Que sont les larmes de sirènes, ces microbilles de plastique qui envahissent les côtes de Seine-Maritime ?

La préfecture de Seine-Maritime a annoncé, ce vendredi 3 février dans la soirée, une pollution aux microbilles de plastique sur la plage de Saint-Jouin-Bruneval, près du Havre. Elles pourraient provenir d’un conteneur mal fermé.

On les appelle les "larmes de sirènes" : composées de plastique, elles envahissent, depuis dix jours, les départements de la façade Atlantique. Vendredi soir, elles avaient atteint Saint-Jouin-Bruneval (Seine-Maritime). Et pourraient déferler sur d’autres plages du littoral de la Manche dans les jours qui viennent.

D’origine pétrochimique

Si on les connaît sous ce nom poétique de larmes de sirène, ces sphères en plastique, format XXS, portent le nom plus scientifique de GPI (granulés plastiques industriels). Elles mesurent généralement entre 1 et 2 mm et leur petite taille rend, de fait, leur collecte particulièrement délicate.

Les GPI sont composés, à hauteur de 90%, de différents types de polymères artificiels, issus de l’industrie du pétrole. Mais également de quantité d’additifs chimiques. Selon le Centre de documentation, de recherche et d’expérimentation sur les pollutions accidentelles des eaux (Cedre), jusqu’à 10 000 seraient utilisés par la plasturgie.

En six ans que l’on organise des ramassages, je n’en ai jamais vu autant.

Arnaud Fréret

à France 3 Normandie

"Elles servent de matière première pour fabriquer nos objets en plastique du quotidien", précise Arnaud Fréret, membre de la branche havraise de l’ONG Surfrider Foundation Europe. "En six ans que l’on organise des ramassages, je n’en ai jamais vu autant…"

Celles retrouvées sur le littoral de la Manche proviendraient vraisemblablement de conteneurs en mauvais état, qui se seraient ouverts en pleine mer. La faute à un conditionnement inadapté : "Le transport se fait en sacs, en cartons ou en citernes. Certains conditionnements permettent des échappements de produits sur le trajet", détaille Arnaud Fréret.

Une menace pour la biodiversité

La production mondiale de GPI est très élevée : entre 300 et 400 millions de tonnes chaque année. Si leur impact sur notre santé reste encore flou, elles représentent un réel risque pour la biodiversité.

"Ces petits granulés vont réduire de taille, se broyer à cause de l’eau, des rochers, et se faire ingérer par des espèces plus petites… Jusqu’au plancton. Une fois ingérés, ils rentrent dans la chaîne alimentaire. Et finissent dans nos assiettes", alerte Arnaud Fréret.

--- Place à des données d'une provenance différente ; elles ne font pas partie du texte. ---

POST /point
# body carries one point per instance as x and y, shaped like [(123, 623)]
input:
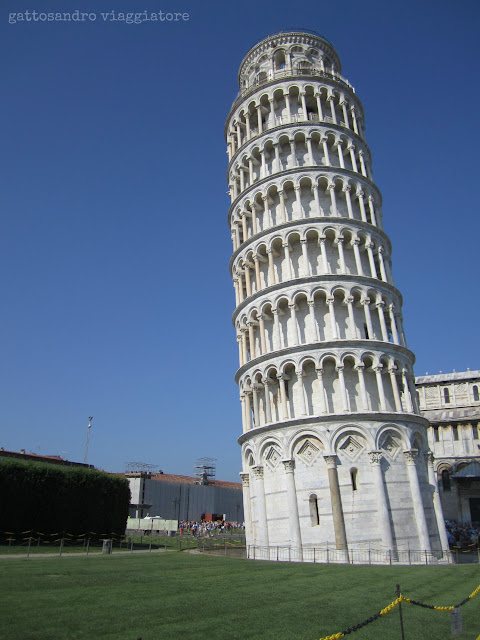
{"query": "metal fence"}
[(325, 555), (58, 544)]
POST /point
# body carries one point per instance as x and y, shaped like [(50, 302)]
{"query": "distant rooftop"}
[(34, 457), (447, 377), (169, 477)]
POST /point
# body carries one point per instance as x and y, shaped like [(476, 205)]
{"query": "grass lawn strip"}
[(181, 595)]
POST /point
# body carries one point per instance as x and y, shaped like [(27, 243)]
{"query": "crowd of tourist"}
[(209, 529), (462, 535)]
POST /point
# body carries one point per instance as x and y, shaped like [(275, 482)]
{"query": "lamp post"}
[(90, 418)]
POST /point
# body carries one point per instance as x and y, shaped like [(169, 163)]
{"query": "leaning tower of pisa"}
[(334, 449)]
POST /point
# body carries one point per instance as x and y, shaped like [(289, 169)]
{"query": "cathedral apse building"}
[(334, 449)]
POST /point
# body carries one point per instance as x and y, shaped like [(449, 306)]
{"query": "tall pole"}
[(90, 418)]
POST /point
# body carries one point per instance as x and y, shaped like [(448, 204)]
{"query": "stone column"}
[(276, 330), (361, 204), (244, 419), (373, 270), (382, 265), (298, 200), (393, 324), (256, 412), (358, 259), (271, 268), (354, 120), (336, 499), (263, 342), (293, 518), (368, 318), (396, 393), (382, 505), (372, 210), (362, 163), (263, 168), (283, 212), (266, 213), (247, 506), (340, 154), (331, 188), (398, 317), (244, 345), (349, 302), (283, 396), (259, 119), (343, 390), (325, 152), (256, 264), (310, 151), (268, 408), (306, 262), (323, 404), (240, 287), (319, 107), (248, 411), (341, 256), (287, 103), (260, 507), (304, 105), (346, 190), (286, 250), (343, 104), (383, 324), (323, 252), (277, 157), (315, 197), (253, 210), (381, 390), (247, 125), (251, 339), (406, 391), (235, 286), (293, 316), (331, 313), (293, 149), (313, 321), (421, 521), (437, 505), (240, 350), (351, 148), (303, 408), (248, 284), (332, 109), (363, 390)]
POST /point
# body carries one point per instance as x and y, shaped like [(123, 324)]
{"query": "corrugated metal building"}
[(183, 497)]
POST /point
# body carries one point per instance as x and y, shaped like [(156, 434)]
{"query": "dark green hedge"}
[(49, 498)]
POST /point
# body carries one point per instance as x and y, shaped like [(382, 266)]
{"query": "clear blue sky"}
[(116, 296)]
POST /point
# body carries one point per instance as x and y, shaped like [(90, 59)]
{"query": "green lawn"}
[(177, 595)]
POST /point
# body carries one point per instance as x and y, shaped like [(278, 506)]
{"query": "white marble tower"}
[(334, 449)]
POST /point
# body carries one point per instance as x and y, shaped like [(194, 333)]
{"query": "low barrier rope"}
[(401, 598)]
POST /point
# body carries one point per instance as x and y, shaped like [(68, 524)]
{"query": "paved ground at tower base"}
[(177, 595)]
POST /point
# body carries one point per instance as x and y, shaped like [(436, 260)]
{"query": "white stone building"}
[(451, 404), (334, 447)]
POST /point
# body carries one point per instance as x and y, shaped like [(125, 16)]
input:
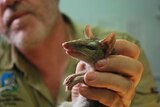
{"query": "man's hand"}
[(115, 79)]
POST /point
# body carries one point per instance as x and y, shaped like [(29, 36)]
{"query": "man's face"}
[(25, 23)]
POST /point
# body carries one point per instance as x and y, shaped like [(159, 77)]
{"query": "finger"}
[(106, 97), (122, 65), (110, 81), (124, 47)]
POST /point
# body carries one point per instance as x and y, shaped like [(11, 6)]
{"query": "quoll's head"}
[(91, 49)]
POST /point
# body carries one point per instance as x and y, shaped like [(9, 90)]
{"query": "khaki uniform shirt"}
[(22, 86)]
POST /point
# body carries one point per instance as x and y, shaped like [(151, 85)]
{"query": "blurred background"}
[(140, 18)]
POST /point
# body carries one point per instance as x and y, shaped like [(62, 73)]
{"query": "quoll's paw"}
[(73, 79)]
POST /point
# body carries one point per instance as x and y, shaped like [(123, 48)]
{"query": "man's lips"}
[(14, 16)]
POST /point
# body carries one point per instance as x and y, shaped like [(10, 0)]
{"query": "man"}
[(33, 31)]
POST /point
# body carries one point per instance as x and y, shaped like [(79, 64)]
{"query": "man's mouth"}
[(15, 16)]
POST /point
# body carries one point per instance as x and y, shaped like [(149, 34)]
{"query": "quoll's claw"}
[(73, 79)]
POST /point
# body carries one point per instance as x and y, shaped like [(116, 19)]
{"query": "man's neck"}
[(49, 58)]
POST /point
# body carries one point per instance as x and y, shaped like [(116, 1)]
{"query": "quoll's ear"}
[(88, 33), (109, 41)]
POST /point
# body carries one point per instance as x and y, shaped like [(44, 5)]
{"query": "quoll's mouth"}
[(70, 50)]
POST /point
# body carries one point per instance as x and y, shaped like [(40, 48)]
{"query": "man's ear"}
[(109, 41), (88, 33)]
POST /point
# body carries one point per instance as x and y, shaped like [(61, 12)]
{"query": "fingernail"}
[(82, 88), (91, 76), (100, 63)]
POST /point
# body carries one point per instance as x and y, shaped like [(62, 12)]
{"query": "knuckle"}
[(114, 98)]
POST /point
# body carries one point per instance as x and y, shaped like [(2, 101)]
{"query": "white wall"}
[(140, 18)]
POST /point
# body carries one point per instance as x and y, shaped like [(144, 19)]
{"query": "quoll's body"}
[(89, 50)]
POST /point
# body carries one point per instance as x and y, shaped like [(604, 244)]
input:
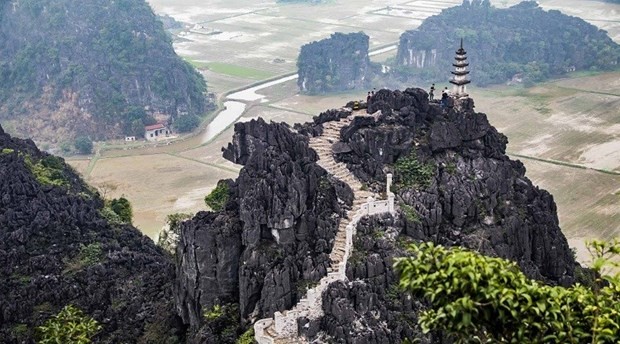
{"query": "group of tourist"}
[(444, 96)]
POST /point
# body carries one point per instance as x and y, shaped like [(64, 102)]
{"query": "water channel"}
[(234, 105)]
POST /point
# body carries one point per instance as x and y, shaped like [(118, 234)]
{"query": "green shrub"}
[(174, 221), (83, 144), (213, 313), (247, 337), (20, 331), (223, 322), (410, 213), (89, 255), (48, 170), (122, 208), (411, 173), (218, 198), (483, 299), (70, 326)]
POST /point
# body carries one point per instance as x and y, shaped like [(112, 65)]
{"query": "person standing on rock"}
[(444, 99)]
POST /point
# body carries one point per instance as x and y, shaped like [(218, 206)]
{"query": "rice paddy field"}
[(566, 131)]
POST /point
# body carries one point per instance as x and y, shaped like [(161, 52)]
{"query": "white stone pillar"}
[(390, 194)]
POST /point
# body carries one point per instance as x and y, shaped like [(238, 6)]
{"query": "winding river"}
[(234, 105)]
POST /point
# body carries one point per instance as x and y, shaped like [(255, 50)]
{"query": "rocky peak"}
[(454, 185), (57, 248)]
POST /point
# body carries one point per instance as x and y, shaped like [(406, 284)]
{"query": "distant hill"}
[(335, 64), (61, 244), (504, 42), (102, 68)]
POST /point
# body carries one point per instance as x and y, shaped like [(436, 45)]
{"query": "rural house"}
[(156, 131)]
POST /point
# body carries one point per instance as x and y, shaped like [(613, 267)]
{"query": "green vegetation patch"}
[(48, 170), (473, 296), (89, 255), (410, 213), (70, 325), (412, 173), (238, 71), (247, 337), (218, 198), (117, 211), (223, 322)]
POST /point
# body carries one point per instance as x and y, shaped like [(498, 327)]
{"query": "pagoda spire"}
[(460, 73)]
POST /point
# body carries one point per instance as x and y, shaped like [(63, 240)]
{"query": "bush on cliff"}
[(217, 199), (70, 326), (412, 173), (491, 300)]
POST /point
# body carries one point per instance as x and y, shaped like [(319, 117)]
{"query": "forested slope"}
[(101, 68), (504, 42)]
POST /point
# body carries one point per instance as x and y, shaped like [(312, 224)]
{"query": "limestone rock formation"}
[(273, 239), (335, 64), (100, 68), (56, 248), (520, 40), (454, 185)]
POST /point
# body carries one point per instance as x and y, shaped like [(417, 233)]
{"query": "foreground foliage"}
[(478, 299), (70, 326)]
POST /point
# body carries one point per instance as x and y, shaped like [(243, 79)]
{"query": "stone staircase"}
[(282, 329)]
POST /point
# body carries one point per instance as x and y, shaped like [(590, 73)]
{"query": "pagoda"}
[(460, 73)]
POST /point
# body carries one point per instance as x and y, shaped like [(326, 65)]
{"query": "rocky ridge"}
[(335, 64), (454, 185), (273, 239), (58, 248), (100, 68)]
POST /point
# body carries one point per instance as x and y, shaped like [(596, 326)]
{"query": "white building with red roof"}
[(156, 132)]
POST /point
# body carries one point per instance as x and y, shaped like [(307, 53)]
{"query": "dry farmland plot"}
[(573, 120), (158, 185), (236, 43), (265, 38)]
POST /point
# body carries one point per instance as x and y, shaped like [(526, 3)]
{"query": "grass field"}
[(551, 127), (238, 71)]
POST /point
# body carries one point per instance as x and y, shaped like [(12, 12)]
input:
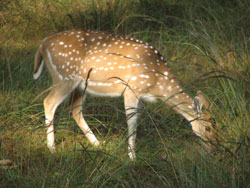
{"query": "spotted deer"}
[(97, 63)]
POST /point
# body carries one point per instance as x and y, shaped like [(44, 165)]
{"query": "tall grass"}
[(206, 43)]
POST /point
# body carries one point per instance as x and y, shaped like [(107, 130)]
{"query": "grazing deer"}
[(90, 62)]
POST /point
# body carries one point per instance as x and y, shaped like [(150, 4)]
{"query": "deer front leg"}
[(131, 107), (77, 99)]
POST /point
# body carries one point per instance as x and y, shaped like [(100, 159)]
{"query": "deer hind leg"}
[(131, 103), (56, 96), (77, 99)]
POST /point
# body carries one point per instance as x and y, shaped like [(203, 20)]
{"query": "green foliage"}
[(206, 43)]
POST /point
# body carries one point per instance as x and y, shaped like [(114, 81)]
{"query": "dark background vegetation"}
[(206, 44)]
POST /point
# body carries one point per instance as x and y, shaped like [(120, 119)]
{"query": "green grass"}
[(206, 44)]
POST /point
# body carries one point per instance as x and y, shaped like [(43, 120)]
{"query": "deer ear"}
[(199, 101), (203, 100)]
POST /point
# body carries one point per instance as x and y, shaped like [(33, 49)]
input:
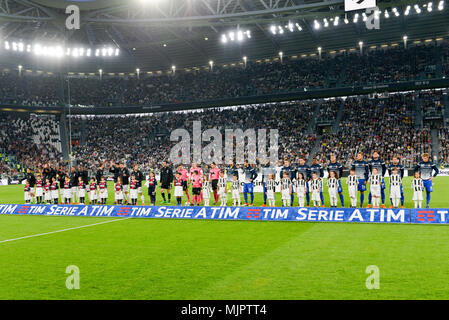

Oiseaux, poissons… "Suivant le système digestif de l’animal, ces capsules de plastique peuvent être bloquées à l’intérieur de l’estomac et le remplir petit à petit. L’animal n’a plus faim et se laisse mourir. Certains oiseaux marins meurent de cette manière : en se gavant de plastique, ils n’ont plus d’appétit pour manger autre chose, et meurent."

Voir notre reportage du 4 février 2023 sur les larmes de sirènes à Saint-Jouin-Bruneval :

La nécessité de contrôler le transport

Une collecte, désormais annulée, était prévue ce dimanche à marée basse par le maire de Saint-Jouin-Bruneval, François Auber. Le but, au-delà de la simple opération nettoyage, était "d’estimer la quantité de microbilles qui s’est déposée, en ciblant un périmètre", expliquait-il à nos confrères de Paris Normandie.

Mais la marée a dispersé la plupart des microbilles. Et pour en collecter une petite poignée, il fallait déjà prévoir du temps. En outre, l’opération n’aurait eu qu’un effet cosmétique : pour aboutir à de réels résultats, il faudrait traiter à la source le problème de ce "cauchemar environnemental" – les mots de Christophe Béchu, ministre de la Transition écologique.

L’ONG Surfrider milite ainsi pour des règles plus strictes concernant le transport des larmes de sirènes. En citernes, suffisamment étanches, elles se déverseraient moins fréquemment dans les cours d’eau.

Entrée en vigueur en janvier 2022, une loi française prévoit également que les sites de production et de transport de GPI renforcent leurs procédures pour prévenir les pertes de ces granulés dans les milieux naturels.